Tension dan konflik terbangun dalam “Ghost in the Shell: Arise – Border 4: Ghost Stands Alone” melalui penggambaran dunia pasca perang yang kompleks. Di tahun 2028, suasana New Port City dipenuhi demonstrasi yang mengancam stabilitas, memicu insiden penembakan yang melibatkan aparat anti huru hara. Dalam konteks ini, Makoto Kusanagi dan timnya berupaya membongkar jalinan misterius di balik serangan teroris oleh “Fire Starter” dan dampaknya terhadap masyarakat.

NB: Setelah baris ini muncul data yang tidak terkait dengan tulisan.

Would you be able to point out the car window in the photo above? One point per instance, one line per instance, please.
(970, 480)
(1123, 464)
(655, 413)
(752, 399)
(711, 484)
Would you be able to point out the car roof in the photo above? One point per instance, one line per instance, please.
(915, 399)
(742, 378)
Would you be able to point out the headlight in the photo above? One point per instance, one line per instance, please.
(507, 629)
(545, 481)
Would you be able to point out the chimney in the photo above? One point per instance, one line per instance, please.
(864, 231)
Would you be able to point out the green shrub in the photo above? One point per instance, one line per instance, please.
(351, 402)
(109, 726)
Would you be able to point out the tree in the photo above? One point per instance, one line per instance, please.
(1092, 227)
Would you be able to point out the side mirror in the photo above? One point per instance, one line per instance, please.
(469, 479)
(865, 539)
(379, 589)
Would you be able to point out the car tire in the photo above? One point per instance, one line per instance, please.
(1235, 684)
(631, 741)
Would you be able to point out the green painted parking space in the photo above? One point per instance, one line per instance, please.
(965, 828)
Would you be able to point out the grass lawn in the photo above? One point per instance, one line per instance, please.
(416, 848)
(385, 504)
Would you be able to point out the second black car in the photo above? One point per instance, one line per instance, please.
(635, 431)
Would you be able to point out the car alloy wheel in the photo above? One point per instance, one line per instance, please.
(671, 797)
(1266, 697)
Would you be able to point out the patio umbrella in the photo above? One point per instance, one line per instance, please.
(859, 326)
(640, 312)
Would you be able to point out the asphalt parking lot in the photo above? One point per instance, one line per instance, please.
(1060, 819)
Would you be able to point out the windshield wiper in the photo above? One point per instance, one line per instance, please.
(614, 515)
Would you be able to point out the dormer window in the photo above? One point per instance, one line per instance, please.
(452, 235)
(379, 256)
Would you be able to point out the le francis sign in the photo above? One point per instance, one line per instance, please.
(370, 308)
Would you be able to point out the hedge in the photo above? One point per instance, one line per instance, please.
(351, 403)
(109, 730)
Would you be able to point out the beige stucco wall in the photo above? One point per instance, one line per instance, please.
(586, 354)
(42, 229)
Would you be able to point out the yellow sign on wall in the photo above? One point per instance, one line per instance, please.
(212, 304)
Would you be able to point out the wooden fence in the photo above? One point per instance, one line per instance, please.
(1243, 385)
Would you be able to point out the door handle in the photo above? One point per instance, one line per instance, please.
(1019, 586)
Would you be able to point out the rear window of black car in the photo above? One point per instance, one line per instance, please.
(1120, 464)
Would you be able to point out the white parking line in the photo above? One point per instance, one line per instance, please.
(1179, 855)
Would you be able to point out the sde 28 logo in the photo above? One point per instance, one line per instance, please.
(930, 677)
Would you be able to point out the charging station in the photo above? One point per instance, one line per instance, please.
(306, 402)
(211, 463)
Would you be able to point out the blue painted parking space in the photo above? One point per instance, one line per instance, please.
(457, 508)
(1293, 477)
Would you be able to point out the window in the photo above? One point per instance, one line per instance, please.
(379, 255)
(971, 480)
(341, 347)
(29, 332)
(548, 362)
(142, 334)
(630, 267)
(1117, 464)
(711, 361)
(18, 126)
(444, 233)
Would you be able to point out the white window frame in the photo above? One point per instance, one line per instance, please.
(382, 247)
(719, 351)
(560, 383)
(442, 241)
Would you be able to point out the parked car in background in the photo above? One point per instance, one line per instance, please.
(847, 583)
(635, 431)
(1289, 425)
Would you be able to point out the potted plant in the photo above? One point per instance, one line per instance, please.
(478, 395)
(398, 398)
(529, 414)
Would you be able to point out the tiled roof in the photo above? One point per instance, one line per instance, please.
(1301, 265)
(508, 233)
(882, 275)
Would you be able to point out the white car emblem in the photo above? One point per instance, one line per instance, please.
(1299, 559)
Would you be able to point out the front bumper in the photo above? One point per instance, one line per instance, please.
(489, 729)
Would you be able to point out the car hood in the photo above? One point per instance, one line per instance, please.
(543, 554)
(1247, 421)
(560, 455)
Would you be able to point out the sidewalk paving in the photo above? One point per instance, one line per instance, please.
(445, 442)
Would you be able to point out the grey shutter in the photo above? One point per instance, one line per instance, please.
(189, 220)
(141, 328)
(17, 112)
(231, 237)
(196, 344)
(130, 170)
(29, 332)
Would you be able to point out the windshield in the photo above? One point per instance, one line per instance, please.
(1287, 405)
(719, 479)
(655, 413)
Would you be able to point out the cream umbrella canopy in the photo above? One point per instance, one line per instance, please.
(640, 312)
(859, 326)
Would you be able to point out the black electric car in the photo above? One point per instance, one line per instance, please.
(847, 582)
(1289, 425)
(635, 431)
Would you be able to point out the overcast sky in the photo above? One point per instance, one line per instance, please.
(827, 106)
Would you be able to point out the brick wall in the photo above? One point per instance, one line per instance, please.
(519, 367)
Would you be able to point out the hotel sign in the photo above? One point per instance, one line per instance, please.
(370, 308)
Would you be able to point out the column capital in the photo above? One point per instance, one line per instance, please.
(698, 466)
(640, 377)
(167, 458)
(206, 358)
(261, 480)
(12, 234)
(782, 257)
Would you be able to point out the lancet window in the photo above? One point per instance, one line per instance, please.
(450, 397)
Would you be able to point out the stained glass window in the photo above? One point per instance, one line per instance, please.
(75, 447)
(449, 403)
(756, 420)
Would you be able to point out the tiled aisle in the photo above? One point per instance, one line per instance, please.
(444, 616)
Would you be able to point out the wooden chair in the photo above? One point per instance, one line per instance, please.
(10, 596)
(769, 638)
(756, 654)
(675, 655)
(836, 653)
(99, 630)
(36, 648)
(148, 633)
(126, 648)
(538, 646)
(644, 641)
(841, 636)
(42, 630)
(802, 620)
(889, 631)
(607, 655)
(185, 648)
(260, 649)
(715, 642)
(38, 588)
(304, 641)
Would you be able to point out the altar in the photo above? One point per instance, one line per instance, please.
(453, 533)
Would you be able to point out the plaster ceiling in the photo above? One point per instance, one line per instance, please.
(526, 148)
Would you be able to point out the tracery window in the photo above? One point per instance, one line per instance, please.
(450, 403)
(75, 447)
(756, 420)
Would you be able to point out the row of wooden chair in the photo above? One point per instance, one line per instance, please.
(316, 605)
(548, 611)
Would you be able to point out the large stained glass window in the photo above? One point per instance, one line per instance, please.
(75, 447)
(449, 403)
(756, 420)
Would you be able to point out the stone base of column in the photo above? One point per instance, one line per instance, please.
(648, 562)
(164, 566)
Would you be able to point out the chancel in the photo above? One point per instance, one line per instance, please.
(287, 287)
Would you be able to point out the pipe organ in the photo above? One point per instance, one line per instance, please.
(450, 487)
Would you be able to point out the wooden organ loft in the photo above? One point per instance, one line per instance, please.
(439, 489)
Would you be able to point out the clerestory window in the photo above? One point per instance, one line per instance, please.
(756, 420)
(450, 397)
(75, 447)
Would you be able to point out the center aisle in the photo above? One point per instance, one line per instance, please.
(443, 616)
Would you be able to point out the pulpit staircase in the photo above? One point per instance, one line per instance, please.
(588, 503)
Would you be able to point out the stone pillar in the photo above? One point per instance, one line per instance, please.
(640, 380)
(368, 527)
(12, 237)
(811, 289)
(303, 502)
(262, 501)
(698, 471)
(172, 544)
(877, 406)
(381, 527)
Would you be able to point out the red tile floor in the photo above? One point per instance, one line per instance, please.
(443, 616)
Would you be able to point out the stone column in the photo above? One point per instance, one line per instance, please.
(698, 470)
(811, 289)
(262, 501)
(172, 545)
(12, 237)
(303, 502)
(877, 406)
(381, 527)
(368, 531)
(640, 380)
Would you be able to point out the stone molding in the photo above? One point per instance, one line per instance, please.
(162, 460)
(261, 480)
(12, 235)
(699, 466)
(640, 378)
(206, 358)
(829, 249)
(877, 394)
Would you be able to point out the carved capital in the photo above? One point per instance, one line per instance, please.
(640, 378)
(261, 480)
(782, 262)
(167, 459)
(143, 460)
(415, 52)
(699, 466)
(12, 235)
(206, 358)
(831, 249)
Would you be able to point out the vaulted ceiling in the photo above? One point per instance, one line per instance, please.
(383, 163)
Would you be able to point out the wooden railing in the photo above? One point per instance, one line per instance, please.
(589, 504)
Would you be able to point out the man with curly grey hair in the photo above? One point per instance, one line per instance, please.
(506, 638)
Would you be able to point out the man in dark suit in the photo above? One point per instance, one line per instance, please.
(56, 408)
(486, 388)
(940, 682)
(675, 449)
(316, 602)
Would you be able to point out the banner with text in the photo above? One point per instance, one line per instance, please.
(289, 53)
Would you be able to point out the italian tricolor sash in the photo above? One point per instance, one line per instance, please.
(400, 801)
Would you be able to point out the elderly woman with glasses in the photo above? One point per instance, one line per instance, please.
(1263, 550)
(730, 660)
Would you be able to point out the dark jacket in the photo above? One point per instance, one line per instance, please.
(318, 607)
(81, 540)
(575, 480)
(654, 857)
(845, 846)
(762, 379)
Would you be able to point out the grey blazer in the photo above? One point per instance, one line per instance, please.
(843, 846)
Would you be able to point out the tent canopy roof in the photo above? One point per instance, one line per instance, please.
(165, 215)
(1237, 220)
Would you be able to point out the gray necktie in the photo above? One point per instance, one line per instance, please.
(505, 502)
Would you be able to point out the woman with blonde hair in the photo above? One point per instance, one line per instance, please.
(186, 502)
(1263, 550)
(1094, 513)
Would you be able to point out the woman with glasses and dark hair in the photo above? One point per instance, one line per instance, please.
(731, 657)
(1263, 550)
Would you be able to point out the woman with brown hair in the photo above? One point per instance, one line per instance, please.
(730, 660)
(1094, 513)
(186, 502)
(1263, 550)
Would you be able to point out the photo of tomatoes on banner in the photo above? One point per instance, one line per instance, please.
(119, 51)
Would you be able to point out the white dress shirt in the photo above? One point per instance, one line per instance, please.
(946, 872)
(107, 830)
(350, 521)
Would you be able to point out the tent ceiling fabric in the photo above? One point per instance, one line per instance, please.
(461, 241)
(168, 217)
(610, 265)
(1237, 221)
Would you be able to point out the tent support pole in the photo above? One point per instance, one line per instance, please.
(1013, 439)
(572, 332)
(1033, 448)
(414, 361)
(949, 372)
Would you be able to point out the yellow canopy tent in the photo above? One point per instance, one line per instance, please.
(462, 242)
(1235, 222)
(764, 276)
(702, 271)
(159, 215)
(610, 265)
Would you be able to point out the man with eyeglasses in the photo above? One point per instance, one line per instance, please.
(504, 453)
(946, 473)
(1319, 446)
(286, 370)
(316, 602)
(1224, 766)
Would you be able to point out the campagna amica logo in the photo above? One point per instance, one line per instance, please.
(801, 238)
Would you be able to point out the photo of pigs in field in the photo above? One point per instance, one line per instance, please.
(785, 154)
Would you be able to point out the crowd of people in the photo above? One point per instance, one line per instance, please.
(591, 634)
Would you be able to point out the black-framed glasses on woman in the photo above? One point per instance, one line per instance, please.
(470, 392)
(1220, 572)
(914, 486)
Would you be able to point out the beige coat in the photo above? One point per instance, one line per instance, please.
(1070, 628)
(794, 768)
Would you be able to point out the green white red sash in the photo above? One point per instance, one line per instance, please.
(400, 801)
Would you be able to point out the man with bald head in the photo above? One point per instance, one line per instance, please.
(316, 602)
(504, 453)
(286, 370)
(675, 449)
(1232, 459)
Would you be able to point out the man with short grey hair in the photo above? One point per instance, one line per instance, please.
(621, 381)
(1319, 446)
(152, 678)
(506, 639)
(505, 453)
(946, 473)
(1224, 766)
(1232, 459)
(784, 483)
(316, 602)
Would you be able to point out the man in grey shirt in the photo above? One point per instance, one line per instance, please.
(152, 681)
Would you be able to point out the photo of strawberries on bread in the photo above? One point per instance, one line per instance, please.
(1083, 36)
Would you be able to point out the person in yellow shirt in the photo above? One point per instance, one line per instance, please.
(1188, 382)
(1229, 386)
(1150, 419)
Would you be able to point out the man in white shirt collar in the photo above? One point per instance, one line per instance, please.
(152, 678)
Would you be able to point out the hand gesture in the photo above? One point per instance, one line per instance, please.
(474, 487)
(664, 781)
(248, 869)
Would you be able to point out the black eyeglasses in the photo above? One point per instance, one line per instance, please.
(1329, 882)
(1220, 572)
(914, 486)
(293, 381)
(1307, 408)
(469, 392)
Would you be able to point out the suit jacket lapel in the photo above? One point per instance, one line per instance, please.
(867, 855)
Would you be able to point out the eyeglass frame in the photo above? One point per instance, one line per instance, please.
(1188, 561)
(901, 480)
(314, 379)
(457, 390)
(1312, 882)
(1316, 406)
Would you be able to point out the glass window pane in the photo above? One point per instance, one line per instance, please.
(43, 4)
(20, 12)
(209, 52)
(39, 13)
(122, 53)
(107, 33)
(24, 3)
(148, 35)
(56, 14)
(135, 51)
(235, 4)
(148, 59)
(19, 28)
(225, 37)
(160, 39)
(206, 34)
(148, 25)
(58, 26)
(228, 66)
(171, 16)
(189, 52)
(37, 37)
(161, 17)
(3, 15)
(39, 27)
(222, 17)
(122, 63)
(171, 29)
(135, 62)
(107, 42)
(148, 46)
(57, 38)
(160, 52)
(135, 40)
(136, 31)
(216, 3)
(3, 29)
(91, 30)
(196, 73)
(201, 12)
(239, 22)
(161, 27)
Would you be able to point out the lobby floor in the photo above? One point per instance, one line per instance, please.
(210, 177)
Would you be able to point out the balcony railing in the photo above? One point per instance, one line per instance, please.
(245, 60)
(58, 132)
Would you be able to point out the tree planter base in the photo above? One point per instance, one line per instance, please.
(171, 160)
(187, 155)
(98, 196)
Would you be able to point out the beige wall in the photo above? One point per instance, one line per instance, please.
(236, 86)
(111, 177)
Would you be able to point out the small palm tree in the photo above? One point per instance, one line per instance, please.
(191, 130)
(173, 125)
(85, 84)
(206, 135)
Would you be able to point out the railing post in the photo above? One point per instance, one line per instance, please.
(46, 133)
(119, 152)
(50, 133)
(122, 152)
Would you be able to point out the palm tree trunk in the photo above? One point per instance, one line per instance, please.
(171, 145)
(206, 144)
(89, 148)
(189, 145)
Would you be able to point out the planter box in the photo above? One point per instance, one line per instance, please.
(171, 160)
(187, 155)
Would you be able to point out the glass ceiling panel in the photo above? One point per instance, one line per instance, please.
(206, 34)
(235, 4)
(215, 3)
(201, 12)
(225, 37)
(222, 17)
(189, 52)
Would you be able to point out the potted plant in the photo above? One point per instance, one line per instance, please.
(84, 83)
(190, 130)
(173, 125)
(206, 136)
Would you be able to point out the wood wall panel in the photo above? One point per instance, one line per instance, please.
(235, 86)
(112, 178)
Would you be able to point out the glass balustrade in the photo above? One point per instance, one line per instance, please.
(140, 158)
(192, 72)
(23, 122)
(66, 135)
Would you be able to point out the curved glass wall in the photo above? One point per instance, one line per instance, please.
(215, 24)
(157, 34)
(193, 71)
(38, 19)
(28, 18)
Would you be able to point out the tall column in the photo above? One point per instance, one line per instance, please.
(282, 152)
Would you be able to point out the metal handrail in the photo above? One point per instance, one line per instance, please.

Film ini tidak hanya menyajikan aksi yang intens, tetapi juga membawa penonton merenungkan tema keadilan dan kemanusiaan di tengah krisis identitas digital. Karakter seperti Emma, si “tin girl”, dan Burinda Junior, si “scarecrow man”, memperlihatkan sisi lain dari perjuangan dalam dunia yang dikuasai teknologi, di mana batasan antara manusia dan mesin semakin kabur. Melalui perjalanan Kusanagi, kita diajak untuk memahami bahwa setiap ‘roh’ memiliki cerita dan pencarian masing-masing.
Dengan visual yang memukau dan narasi yang mendalam, film ini berhasil menciptakan sebuah refleksi tentang bagaimana kita berinteraksi dengan teknologi serta konsekuensi dari pilihan kita. Pesan kuat tentang pencarian keadilan personal dalam dunia yang kacau menjadi inti dari kisah ini, meninggalkan kesan mendalam bagi penontonnya.
Secara keseluruhan, “Ghost in the Shell: Arise – Border 4” menawarkan perpaduan sempurna antara aksi futuristik dan pembahasan tema sosial yang relevan, menjadikannya salah satu karya penting dalam genre anime sci-fi.